All projects must be written on the www.waaforagenda2030.org portal and updated quarterly according to the monitoring provisions.
The pilot projects that can be activated refer to the different types identified by these guidelines and can be activated in one or more geographical areas in public or private farms, in rural or urban areas.
Each partnership must make the sources of funding and the related forms of collaboration known and transparent.

Each Pilot Project will be subjected to a technical and scientific investigation by a Commission made up of members designated by AWAF. The assessment determined by the Commission is final and cannot be appealed.
The selected pilot projects will be entitled to the WAA partnership and will contribute to the establishment of the Sustainability Campus of the Global Future Farm 2030.
The Pilot Projects carried out will participate by right in the International Triennial of Sustainable Agronomy.

Focus area: A

15/06/2020 in Blog

Climate Change and Production Territory

Climate change and production territories represent the indicator of crop adaptability to the production environment. The adaptability to different production environments compared to climate change measures the resilience capacity of agricultural production.
The contribution of the agricultural sector to climate change is fundamental. For the territories of production a long phase of new planning of agricultural systems opens, of their insertion and of their effectiveness to mitigate the effect of the change.

Goal 13
Promote actions, at all levels, to combat climate change
Target 13.1
Strengthen in all countries the resilience and adaptation to climate and natural disaster risks
Target 13.3
Improving education, awareness and human and institutional capacity with regards to climate change mitigation, adaptation, impact reduction and early warning

Goal 2
End hunger, achieve food security, improve nutrition and promote sustainable agriculture
Target 2.4
Ensure sustainable food production systems and implement resilient agricultural practices that increase productivity and production, which help protect ecosystems, strengthen capacity to adapt to climate change, extreme weather conditions, droughts, floods and other disasters and improve progressively soil quality

Goal 12
Guaranteeing sustainable production and consumption patterns
Target 12.2
Achieve sustainable management and efficient use of natural resource

Action 1

Design for adaptation to climate change

Each production area is characterized by multiple microclimates that are characterized primarily by latitude and altitude. Furthermore, the microclimates are determined by the orography and exposure of the lands that make up the various areas.

The climate is also important for giving soils different types and conditioning the agricultural productivity of the territories.

The change in climatic situations can induce the shift of production areas and the adaptability of agricultural species.

To overcome the inconveniences caused by climate change, a series of actions can be implemented that could significantly change the future agricultural production framework.

The adaptability of agricultural systems to climate change can be sought through the use of improved plant varieties, more suitable livestock breeds, crop rotations and alternative production strategies.

Climate change can lead to changes in territorial suitability.

To overcome these effects that can be fatal for the landscape layout of the territories, the agronomic research proposes cultivars adaptable to the changed climatic reality and genetic selection techniques that can introduce species resilience and their maintenance on the spot.

In agriculture, changes in environmental conditions are related to decreases in production caused by diseases.

Many plant diseases are in fact associated with global warming, which has as a consequence the increase in temperatures, the change in the quantity and distribution of precipitation, the drought, the increase in CO2 and ozone levels. These modifications can have an impact on the incidence and severity of diseases and influence the coevolution of plants and their pathogens.
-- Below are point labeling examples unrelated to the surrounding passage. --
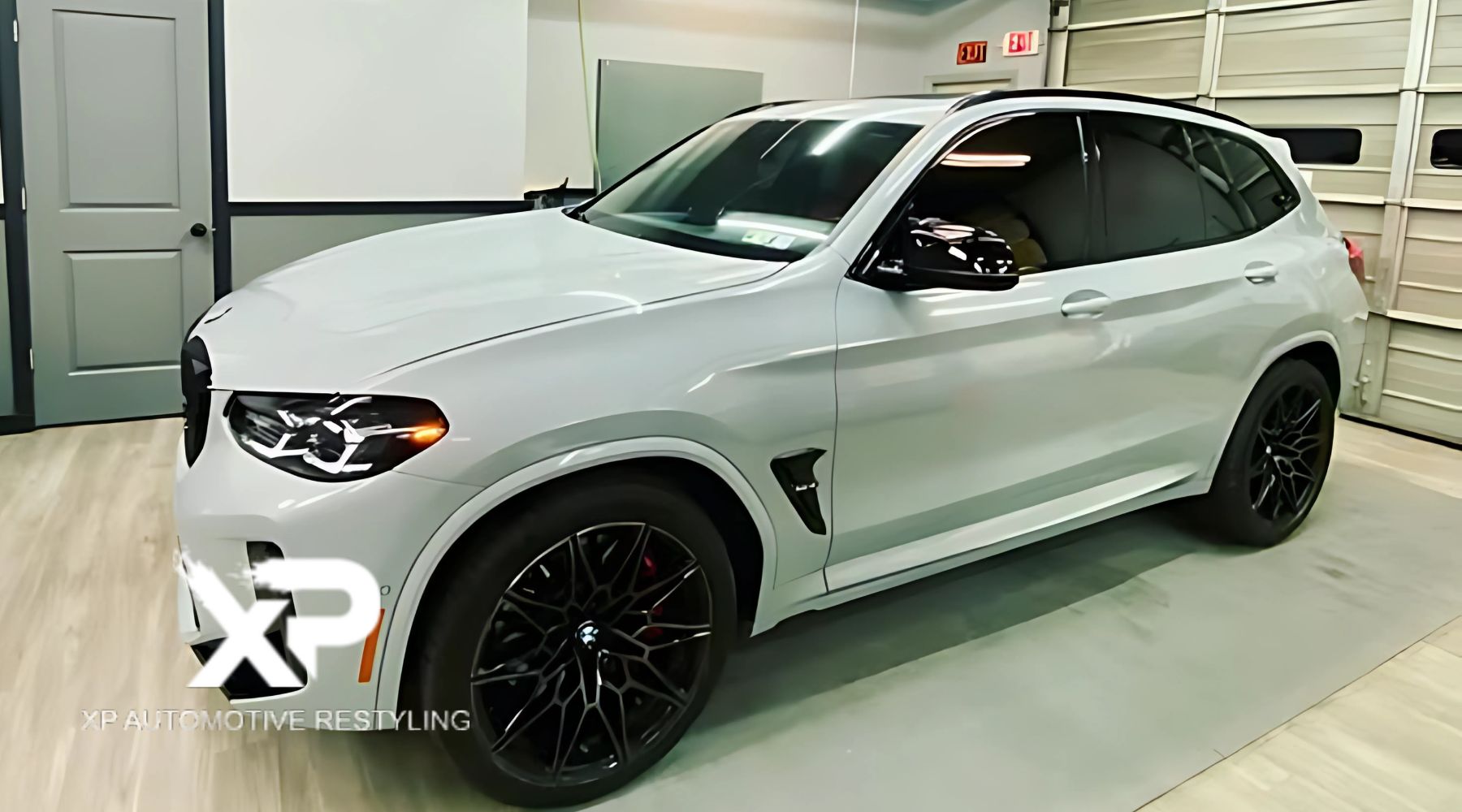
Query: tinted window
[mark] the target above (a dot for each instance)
(1242, 188)
(1321, 145)
(1149, 186)
(1023, 179)
(760, 188)
(1447, 149)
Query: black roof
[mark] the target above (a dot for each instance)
(964, 102)
(1075, 94)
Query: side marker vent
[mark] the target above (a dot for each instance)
(794, 473)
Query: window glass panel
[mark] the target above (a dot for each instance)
(1242, 188)
(1149, 186)
(1023, 179)
(1447, 149)
(1321, 145)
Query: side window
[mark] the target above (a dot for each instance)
(1242, 188)
(1321, 145)
(1023, 179)
(1149, 186)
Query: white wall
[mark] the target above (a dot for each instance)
(376, 100)
(804, 49)
(461, 100)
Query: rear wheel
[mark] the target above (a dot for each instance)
(1277, 457)
(584, 636)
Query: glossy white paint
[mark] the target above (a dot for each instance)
(958, 424)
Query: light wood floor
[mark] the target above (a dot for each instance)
(85, 589)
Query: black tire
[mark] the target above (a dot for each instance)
(1239, 508)
(541, 552)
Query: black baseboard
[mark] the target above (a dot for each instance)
(16, 424)
(1405, 431)
(252, 209)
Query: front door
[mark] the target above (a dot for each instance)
(115, 108)
(967, 418)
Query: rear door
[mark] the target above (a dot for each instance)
(1184, 206)
(967, 418)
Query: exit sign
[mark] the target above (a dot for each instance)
(1023, 43)
(971, 53)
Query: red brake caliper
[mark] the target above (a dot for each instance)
(648, 572)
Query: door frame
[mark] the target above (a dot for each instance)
(18, 266)
(12, 153)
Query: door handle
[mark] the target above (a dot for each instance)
(1089, 307)
(1261, 272)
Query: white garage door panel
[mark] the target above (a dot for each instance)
(1439, 111)
(1373, 115)
(1341, 45)
(1103, 11)
(1160, 58)
(1447, 45)
(1363, 224)
(1425, 380)
(1432, 265)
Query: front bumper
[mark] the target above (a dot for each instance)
(228, 499)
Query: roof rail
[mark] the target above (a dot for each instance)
(1074, 94)
(763, 106)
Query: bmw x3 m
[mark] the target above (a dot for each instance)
(813, 351)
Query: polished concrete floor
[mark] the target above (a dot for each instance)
(1094, 672)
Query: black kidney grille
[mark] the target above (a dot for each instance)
(197, 377)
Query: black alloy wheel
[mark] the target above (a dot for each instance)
(592, 653)
(1286, 453)
(582, 628)
(1275, 460)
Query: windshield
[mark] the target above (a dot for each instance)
(755, 188)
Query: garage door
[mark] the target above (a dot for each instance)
(1369, 97)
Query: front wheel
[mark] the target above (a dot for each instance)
(584, 634)
(1277, 457)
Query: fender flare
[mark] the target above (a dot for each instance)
(409, 601)
(1270, 358)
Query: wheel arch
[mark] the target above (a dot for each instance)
(1317, 348)
(707, 475)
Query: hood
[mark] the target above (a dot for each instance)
(350, 313)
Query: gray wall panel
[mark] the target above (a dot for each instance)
(263, 243)
(645, 107)
(6, 382)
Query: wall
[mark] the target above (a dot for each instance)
(802, 47)
(376, 100)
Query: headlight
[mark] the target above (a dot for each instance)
(334, 437)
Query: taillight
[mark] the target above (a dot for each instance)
(1357, 256)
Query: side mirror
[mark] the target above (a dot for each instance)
(937, 253)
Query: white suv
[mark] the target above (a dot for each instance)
(813, 351)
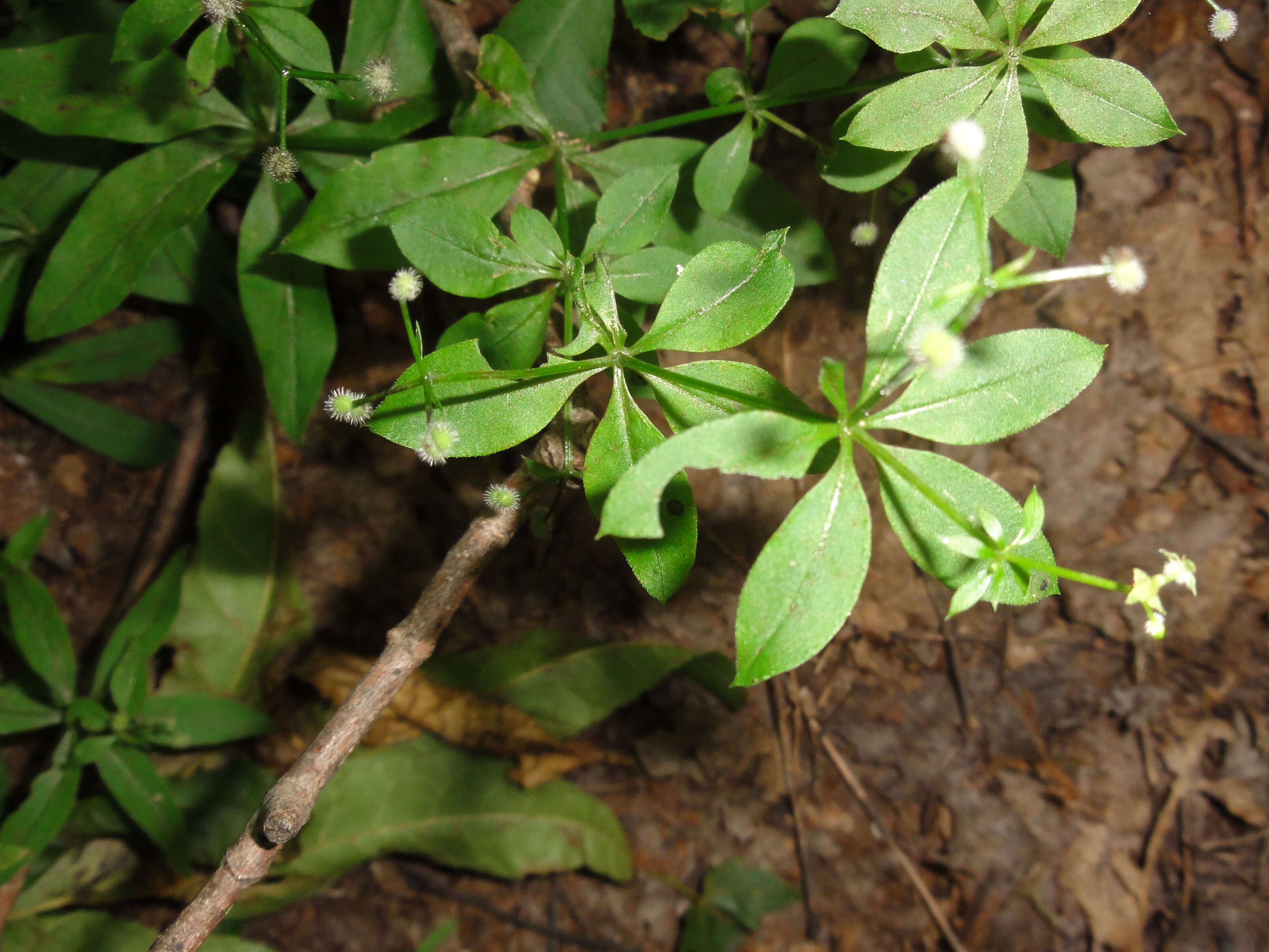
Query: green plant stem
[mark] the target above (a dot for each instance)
(1084, 578)
(792, 130)
(651, 370)
(740, 106)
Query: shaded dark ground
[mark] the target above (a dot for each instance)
(1031, 819)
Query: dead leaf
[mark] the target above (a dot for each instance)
(462, 717)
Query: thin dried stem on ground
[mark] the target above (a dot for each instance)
(289, 805)
(880, 827)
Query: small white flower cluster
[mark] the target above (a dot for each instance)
(280, 164)
(502, 498)
(938, 348)
(1145, 590)
(407, 285)
(347, 407)
(380, 79)
(1127, 274)
(965, 141)
(1224, 23)
(865, 234)
(221, 11)
(437, 443)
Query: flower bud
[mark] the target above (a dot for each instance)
(344, 406)
(221, 11)
(437, 443)
(1224, 24)
(865, 234)
(1127, 273)
(407, 285)
(965, 141)
(280, 164)
(502, 498)
(380, 79)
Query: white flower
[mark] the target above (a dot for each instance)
(937, 347)
(437, 443)
(965, 141)
(344, 406)
(1224, 24)
(407, 285)
(502, 498)
(221, 11)
(865, 234)
(280, 164)
(1127, 273)
(379, 78)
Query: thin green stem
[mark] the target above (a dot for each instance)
(701, 386)
(1083, 578)
(792, 130)
(731, 110)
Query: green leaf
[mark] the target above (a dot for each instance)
(633, 210)
(285, 305)
(933, 249)
(70, 88)
(747, 893)
(1073, 21)
(611, 164)
(725, 296)
(1041, 212)
(814, 55)
(1104, 101)
(1007, 384)
(568, 64)
(198, 720)
(461, 250)
(134, 441)
(754, 443)
(908, 26)
(806, 578)
(149, 27)
(646, 276)
(120, 226)
(144, 795)
(625, 436)
(24, 543)
(398, 31)
(657, 18)
(919, 108)
(193, 267)
(856, 168)
(210, 53)
(502, 97)
(37, 821)
(512, 333)
(39, 631)
(347, 225)
(387, 800)
(125, 663)
(922, 527)
(565, 682)
(300, 42)
(21, 714)
(1004, 158)
(724, 167)
(116, 355)
(239, 601)
(490, 415)
(532, 231)
(90, 931)
(686, 407)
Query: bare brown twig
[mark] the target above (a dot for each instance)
(290, 803)
(879, 824)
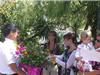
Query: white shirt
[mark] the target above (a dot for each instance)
(70, 62)
(82, 46)
(7, 56)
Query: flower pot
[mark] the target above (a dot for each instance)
(35, 70)
(24, 66)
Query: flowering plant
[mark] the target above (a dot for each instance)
(35, 57)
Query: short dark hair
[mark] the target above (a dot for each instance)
(7, 28)
(70, 36)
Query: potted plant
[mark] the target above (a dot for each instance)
(32, 61)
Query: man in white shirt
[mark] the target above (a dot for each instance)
(8, 64)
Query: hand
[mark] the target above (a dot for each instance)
(20, 72)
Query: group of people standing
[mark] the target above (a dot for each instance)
(67, 60)
(70, 61)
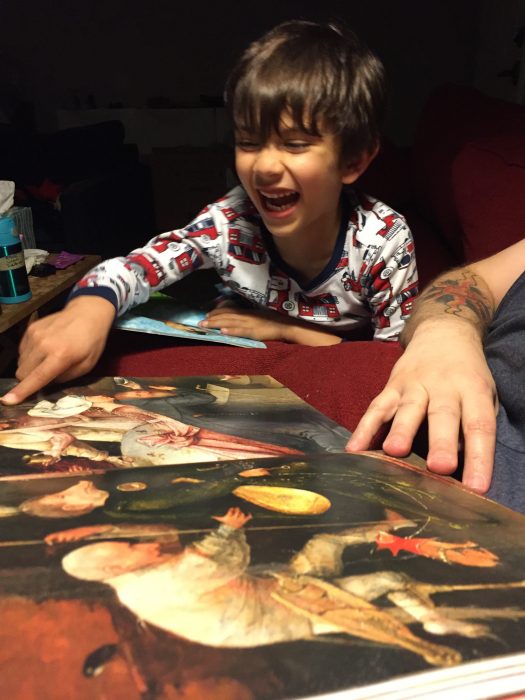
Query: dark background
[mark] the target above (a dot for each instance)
(66, 54)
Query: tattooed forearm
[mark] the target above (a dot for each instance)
(460, 293)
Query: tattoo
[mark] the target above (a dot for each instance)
(460, 295)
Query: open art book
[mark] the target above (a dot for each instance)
(122, 422)
(304, 574)
(161, 315)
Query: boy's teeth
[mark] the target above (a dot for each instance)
(278, 201)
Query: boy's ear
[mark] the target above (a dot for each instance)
(355, 166)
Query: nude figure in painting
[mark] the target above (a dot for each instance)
(147, 438)
(207, 592)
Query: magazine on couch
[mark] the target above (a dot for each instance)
(210, 538)
(162, 315)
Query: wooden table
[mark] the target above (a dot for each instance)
(46, 292)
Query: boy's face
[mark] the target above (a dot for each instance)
(294, 180)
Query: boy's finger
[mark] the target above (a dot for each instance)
(48, 370)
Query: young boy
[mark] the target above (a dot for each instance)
(312, 262)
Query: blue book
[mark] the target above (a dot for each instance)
(162, 315)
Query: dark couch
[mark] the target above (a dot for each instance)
(87, 189)
(462, 190)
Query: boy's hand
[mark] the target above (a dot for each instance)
(62, 346)
(443, 375)
(266, 325)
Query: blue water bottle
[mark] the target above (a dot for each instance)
(14, 285)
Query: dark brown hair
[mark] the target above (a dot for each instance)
(322, 74)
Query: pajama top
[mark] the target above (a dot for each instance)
(370, 280)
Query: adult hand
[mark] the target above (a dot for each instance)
(62, 346)
(443, 375)
(266, 325)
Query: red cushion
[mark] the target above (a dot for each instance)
(452, 117)
(488, 179)
(339, 380)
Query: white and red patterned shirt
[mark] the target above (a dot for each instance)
(370, 279)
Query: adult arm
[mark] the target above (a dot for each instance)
(443, 373)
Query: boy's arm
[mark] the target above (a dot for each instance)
(68, 344)
(443, 373)
(62, 346)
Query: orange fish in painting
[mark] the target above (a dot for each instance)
(465, 553)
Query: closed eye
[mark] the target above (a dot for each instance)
(296, 145)
(247, 144)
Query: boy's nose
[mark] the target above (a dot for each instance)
(268, 164)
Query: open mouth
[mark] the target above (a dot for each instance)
(278, 201)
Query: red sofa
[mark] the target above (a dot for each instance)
(462, 189)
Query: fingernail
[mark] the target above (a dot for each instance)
(477, 483)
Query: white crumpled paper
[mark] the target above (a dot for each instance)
(7, 195)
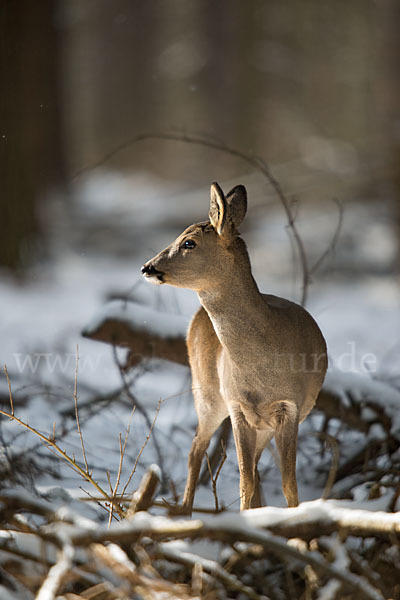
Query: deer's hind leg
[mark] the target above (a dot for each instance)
(264, 436)
(286, 443)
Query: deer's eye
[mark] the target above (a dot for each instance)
(189, 245)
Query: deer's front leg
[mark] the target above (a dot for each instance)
(286, 443)
(209, 421)
(245, 441)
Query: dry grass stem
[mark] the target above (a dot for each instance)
(133, 471)
(76, 410)
(9, 390)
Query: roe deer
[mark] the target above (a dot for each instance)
(258, 358)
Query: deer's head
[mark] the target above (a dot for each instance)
(202, 256)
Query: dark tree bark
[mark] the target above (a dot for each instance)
(30, 155)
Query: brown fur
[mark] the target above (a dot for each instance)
(258, 358)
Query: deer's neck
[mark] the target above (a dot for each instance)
(236, 308)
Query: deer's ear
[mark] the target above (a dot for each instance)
(217, 214)
(237, 205)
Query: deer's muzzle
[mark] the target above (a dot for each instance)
(149, 271)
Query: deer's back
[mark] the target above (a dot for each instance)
(294, 346)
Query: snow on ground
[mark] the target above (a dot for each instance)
(42, 319)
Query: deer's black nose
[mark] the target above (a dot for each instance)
(146, 269)
(150, 271)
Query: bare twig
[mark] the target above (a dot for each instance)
(241, 529)
(142, 499)
(333, 242)
(146, 441)
(9, 390)
(55, 576)
(62, 453)
(255, 161)
(141, 409)
(76, 410)
(209, 566)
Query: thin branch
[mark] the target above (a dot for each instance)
(255, 161)
(142, 499)
(143, 447)
(71, 461)
(76, 410)
(140, 408)
(209, 566)
(333, 242)
(9, 390)
(51, 585)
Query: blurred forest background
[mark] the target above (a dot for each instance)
(312, 87)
Several studies have already shown numerous examples of the effect of climate change in some pathosystems in the past, but current trends are also quite alarming.

The international scientific community is aware that our planet will have to face the impacts of climate change. This will probably happen even if greenhouse gas and aerosol emissions will be significantly reduced in the coming decades by implementing mitigation policies on a global scale.

In this context, the potential expected impacts of climate change and the main vulnerabilities in agriculture and forestry for the planet can be highlighted in the worsening of the already existing conditions of strong pressure on water resources, with a consequent reduction in the quality and availability of water; alterations of the hydrogeological regime that could increase the risk of landslides, mud flows and debris, rock collapses and flash floods; possible soil degradation and higher risk of soil erosion and desertification; risk of forest fires and droughts for forests; risk of loss of biodiversity and natural ecosystems; risk of flooding and erosion of coastal areas due to a greater incidence of extreme weather events and rising sea levels (also in association with the phenomenon of subsidence, of both natural and anthropic origin); potential reduction in agricultural productivity especially for wheat crops, but also for fruit and vegetables.

To this end it is necessary to design adaptation measures in order to prevent natural disasters, to manage natural resources in a sustainable manner and to protect the environment. In this sense, design must be sufficient to adequately address the consequences of climate change impacts. A coherent and clear strategic approach is therefore necessary for the implementation of an action plan that guarantees that the adaptation measures are adopted promptly, are effective and consistent in terms of sustainability.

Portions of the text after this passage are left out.